Bazıları Kraliçe Barbara'nın ruhunun aslında Wawel'in odalarında ortaya çıktığına inanıyor. Ancak, çok daha sıradan bir açıklama var. Arkasında, kraliyet mahkemesinde entrikalar planlayan Mniszech kardeşler var. Onların ısrarı üzerine, Usta Twardowski acı çeken krala ölü karısını değil, onun yaşayan ikizi - Barbara Gizanka'yı gösterdi.
Wawel'in gizemli taşı
Bazılarına göre geleneksel anıtlara ve efsanelere ek olarak, Wawel'de Çakra adı verilen başka bir büyülü "güç yeri" daha vardır. İddiaya göre St. kilisesinin binasında yer alacaktı. Gereon.
Efsane, iki savaş arası dönemde çakranın şaşırtıcı özelliklerini geliştiren teosofist Wanda Dynowska'nın yazma etkinliğiyle ilgilidir. Zaman geçtikçe, hikaye giderek daha imkansız biçimler almaya başladı. Görünüşe göre her peri masalında bir doğruluk tanesi olmasına rağmen, onlarda mantıklı bir anlam bulmak zordur.

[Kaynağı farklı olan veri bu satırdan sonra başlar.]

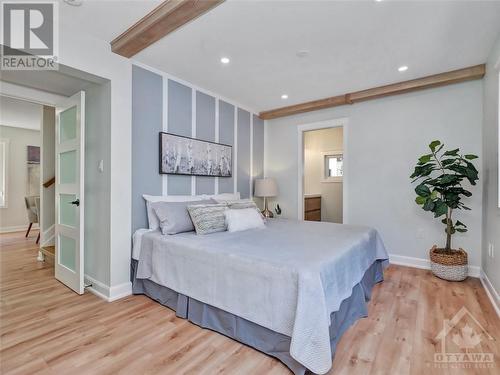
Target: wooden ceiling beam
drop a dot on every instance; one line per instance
(161, 21)
(436, 80)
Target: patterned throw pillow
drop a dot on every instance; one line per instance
(208, 218)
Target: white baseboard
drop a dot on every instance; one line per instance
(47, 238)
(17, 228)
(120, 291)
(402, 260)
(107, 293)
(491, 292)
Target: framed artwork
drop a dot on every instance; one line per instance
(33, 166)
(193, 157)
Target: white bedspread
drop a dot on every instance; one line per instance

Wawel harika bir yer. Onu ziyaret etmek, küçük ve büyük turistler için olağanüstü bir macera olabilir. Hikâyeler ve sanat eserleri hazinesi haline gelen kültürümüzün en önemli yerlerinden biridir. Herkes kendinden bir şeyler bulacak. Tepede yürürken, Sigismund Şapeli'nin güzelliğine hayran olabilir, Barbara Radziwiłówna'nın ruhunu arayabilir veya efsanevi Wawel Dragon'un halefi olmayacağını umarak Dragon Jam'de saklanabilirsiniz.